The end of the strike came as a relief to the 120,000-student district, which is mired in financial and academic problems. ("Walkout Seen as Further Blow to Dwindling District," Sept. 13, 2006 and "Detroit Schools Struggle to Stem Student Loss," July 12, 2006.)
As thousands of teachers picketed outside schools, starting Aug. 28, frustrated parents searched for options in the form of charter schools and seats in neighboring districts for their children. School officials say the strike may have prompted hundreds, if not thousands, of students to move on to those other schools, further jeopardizing the financial future of the Detroit district.
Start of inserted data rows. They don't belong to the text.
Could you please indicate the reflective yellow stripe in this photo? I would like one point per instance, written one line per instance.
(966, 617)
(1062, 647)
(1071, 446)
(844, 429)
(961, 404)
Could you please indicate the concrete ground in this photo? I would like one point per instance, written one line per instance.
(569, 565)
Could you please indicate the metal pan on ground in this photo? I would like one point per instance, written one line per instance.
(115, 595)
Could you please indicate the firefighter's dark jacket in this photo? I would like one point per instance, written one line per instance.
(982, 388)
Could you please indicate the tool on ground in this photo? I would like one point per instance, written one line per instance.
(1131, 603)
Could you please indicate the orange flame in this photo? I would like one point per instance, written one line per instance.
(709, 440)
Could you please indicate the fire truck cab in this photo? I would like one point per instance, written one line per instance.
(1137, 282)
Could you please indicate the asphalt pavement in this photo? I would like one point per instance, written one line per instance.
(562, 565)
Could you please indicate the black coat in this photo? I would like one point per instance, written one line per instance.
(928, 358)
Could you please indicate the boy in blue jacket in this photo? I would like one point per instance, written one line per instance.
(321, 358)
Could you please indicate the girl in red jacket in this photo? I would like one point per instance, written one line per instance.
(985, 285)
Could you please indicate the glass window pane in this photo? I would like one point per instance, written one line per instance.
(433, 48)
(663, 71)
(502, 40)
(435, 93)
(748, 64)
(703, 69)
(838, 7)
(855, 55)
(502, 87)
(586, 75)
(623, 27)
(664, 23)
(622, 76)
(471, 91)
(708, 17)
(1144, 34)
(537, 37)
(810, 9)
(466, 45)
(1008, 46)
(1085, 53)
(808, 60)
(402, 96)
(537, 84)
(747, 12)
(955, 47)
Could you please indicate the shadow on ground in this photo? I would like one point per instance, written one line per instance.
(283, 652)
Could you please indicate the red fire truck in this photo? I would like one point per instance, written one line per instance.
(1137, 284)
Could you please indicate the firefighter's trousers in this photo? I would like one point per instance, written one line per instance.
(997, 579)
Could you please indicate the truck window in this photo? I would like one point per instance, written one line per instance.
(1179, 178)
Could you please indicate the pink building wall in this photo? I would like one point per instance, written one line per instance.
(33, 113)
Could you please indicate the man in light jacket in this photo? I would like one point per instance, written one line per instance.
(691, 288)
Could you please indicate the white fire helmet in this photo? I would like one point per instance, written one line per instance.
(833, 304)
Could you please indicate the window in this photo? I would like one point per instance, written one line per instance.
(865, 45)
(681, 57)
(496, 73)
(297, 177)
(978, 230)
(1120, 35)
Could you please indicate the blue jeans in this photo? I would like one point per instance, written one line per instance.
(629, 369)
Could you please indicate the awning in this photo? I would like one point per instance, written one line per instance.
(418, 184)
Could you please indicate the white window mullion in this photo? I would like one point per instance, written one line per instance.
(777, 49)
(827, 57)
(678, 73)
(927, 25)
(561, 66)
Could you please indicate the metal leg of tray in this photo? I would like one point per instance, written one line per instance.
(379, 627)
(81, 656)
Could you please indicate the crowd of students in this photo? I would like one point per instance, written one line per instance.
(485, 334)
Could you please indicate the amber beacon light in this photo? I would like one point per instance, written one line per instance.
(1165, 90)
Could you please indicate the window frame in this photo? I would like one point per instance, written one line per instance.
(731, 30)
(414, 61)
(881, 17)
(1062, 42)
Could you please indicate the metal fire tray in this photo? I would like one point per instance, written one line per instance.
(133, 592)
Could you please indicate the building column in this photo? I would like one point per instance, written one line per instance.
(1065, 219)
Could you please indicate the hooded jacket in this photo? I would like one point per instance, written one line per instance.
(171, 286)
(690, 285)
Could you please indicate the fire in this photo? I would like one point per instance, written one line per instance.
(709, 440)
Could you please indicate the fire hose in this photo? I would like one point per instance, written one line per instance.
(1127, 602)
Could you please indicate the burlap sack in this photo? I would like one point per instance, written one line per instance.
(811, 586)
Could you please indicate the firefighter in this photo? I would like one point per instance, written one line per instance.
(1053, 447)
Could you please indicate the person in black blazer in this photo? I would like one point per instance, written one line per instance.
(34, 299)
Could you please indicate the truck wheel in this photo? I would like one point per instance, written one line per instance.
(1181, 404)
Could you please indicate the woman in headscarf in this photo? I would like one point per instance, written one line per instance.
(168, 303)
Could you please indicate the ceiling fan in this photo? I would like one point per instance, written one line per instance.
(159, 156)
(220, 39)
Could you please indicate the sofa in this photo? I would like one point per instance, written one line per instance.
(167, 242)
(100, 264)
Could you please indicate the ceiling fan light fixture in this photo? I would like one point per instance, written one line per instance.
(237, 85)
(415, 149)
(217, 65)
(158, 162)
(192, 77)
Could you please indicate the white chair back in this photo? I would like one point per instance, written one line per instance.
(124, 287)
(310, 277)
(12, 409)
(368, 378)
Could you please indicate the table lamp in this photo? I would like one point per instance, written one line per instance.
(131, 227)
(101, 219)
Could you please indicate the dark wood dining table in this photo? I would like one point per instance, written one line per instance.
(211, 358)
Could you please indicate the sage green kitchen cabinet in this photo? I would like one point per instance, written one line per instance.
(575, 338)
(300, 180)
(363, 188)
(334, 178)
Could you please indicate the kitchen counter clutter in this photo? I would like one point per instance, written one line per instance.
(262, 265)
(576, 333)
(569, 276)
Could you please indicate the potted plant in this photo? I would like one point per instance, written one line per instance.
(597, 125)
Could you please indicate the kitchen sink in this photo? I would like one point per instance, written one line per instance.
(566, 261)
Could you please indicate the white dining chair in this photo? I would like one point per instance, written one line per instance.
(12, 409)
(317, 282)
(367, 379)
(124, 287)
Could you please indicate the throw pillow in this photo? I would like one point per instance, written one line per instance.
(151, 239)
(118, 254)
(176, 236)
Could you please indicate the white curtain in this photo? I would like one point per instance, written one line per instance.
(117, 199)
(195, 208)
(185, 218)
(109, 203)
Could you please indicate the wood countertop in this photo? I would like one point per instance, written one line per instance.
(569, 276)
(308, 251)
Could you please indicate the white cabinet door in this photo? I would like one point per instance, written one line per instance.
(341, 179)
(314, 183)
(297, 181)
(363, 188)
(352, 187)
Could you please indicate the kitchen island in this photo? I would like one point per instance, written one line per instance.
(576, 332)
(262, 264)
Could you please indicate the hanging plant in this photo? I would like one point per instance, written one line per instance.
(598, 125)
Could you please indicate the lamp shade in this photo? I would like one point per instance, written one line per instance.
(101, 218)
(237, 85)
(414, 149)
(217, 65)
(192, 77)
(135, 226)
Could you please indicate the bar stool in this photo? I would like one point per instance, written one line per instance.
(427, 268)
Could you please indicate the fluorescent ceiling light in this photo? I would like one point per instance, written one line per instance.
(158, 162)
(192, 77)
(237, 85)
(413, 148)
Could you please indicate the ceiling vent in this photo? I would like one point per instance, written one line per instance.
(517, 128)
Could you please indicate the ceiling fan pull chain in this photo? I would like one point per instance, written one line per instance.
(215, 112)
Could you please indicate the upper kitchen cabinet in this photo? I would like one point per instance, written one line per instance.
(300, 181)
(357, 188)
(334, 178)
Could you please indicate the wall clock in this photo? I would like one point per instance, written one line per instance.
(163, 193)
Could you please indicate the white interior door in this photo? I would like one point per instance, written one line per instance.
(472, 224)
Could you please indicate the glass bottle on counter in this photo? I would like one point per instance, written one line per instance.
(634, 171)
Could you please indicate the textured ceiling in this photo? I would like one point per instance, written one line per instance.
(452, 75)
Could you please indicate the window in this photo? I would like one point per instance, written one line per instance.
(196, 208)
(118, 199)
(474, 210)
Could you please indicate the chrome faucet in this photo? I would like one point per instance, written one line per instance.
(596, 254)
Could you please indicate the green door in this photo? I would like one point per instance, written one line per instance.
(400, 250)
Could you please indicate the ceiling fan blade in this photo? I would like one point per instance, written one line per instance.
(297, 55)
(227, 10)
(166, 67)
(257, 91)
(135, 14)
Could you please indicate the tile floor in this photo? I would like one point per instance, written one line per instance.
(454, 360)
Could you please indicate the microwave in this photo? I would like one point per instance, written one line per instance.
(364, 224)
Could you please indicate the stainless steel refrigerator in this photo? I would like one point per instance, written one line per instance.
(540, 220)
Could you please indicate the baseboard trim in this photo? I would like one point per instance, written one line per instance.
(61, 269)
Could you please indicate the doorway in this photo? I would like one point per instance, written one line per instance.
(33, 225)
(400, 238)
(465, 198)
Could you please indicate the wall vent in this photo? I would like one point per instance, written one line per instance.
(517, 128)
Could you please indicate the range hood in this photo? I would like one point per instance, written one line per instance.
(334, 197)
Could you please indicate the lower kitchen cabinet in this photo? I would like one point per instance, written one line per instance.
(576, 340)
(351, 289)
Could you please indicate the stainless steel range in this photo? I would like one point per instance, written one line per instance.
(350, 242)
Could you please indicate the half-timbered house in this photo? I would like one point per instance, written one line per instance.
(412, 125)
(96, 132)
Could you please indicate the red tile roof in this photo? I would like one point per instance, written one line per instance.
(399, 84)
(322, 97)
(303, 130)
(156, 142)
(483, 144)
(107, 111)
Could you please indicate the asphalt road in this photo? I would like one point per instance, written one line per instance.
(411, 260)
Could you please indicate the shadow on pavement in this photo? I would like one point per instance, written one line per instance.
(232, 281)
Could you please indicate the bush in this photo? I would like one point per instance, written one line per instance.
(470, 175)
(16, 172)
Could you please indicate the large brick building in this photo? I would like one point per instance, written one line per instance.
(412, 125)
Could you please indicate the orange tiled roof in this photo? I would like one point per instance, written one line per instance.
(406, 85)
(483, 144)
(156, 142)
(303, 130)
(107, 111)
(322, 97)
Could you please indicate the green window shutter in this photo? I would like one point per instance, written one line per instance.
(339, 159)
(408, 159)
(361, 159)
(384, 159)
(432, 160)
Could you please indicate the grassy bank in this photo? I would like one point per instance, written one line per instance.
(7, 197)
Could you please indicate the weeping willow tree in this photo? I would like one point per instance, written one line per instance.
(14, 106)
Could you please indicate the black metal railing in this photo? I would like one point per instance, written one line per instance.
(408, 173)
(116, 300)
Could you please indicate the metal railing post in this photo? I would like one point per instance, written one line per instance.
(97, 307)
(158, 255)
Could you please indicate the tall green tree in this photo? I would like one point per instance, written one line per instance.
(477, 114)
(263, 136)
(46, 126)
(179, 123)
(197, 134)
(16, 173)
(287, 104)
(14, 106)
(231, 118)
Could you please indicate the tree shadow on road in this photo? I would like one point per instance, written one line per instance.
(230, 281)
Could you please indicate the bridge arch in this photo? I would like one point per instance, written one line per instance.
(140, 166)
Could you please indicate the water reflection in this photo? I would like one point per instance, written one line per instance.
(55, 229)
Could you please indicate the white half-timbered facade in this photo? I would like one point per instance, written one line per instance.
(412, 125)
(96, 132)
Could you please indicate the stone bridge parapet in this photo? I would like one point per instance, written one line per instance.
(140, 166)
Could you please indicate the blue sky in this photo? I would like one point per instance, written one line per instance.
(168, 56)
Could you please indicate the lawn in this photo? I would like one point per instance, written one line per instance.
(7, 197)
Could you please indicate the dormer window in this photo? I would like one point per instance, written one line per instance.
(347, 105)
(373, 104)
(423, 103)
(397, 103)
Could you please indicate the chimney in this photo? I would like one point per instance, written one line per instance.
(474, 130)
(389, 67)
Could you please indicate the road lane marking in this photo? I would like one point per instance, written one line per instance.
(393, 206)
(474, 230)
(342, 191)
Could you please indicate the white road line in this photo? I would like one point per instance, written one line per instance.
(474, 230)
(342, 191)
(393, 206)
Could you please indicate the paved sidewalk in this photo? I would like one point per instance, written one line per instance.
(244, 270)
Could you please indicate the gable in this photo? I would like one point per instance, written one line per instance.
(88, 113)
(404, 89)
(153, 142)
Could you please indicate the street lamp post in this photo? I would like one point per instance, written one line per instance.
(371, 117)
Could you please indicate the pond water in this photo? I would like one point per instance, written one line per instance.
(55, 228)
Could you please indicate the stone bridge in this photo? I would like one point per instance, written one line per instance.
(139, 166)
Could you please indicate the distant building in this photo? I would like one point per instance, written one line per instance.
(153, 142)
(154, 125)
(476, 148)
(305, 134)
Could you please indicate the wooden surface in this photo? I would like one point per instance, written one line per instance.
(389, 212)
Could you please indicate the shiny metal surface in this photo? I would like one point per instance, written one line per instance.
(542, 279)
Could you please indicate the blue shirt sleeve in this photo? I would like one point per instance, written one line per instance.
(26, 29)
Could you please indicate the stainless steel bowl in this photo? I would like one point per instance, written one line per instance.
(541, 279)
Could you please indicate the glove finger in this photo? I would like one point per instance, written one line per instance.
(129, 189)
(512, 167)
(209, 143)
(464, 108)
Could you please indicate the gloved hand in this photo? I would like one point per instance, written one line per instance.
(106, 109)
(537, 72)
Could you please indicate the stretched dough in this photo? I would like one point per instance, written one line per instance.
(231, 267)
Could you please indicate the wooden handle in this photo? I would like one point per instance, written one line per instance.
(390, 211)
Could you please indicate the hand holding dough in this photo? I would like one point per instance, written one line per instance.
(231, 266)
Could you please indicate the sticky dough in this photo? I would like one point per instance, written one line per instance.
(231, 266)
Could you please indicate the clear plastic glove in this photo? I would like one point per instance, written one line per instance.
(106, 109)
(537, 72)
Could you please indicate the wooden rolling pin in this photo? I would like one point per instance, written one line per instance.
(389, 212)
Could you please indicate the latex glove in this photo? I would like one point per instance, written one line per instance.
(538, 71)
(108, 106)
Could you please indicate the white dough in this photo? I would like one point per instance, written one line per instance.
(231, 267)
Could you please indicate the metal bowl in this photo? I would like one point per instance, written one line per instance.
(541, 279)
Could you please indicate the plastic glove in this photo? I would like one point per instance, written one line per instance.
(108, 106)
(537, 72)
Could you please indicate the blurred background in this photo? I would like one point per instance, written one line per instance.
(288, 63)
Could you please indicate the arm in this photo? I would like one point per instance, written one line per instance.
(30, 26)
State aid is provided on the basis of the number of students in the schools.
Mr. Oguntoyinbo said it could be another month before an enrollment count is taken that will show whether the district has lost students.
“We are hopeful that the damage is not so severe, and one of the things we’re counting on is that charters don’t offer the quality of education we offer,” he said.
At a joint news conference last week with William F. Coleman III, the superintendent of the Detroit public schools, and Mayor Kwame Kilpatrick to announce the deal, union President Janna Garrison said that while “the package was not everything we hoped it would be, it is enough for us to get back to work.”
“The district wanted a 20 percent cut, a 15 percent cut, a 10 percent cut, a 5 percent cut, a 1 percent cut, a 0.5 percent cut in our pay, but we ended up with a zero percent cut,” Ms. Garrison said.
“This is a great day for the city of Detroit. It is a great day for the Detroit public schools system. Above all, it is a great day for our children,” Superintendent Coleman said.
At the press conference, which one speaker described as a “love fest,” there was no exhibition of the rancor and bitterness that marked days of court-ordered negotiations between the two sides.
On Sept. 5, the first day of school, classes opened for just half a day, but school officials were forced to cancel them after only 27,000 students showed up.
Teachers refused to return to school even after a Wayne County Circuit Court judge ordered them to do so Sept. 8, under a Michigan law that says strikes by public employees are illegal. The continued impasse led Gov. Jennifer M. Granholm, a Democrat, to call for a fact-finder to intervene.
The agreement was finally reached Sept. 12, after an all-night bargaining session that ended at 6:30 a.m. Union officials said the breakthrough came after the mayor joined the talks the previous evening.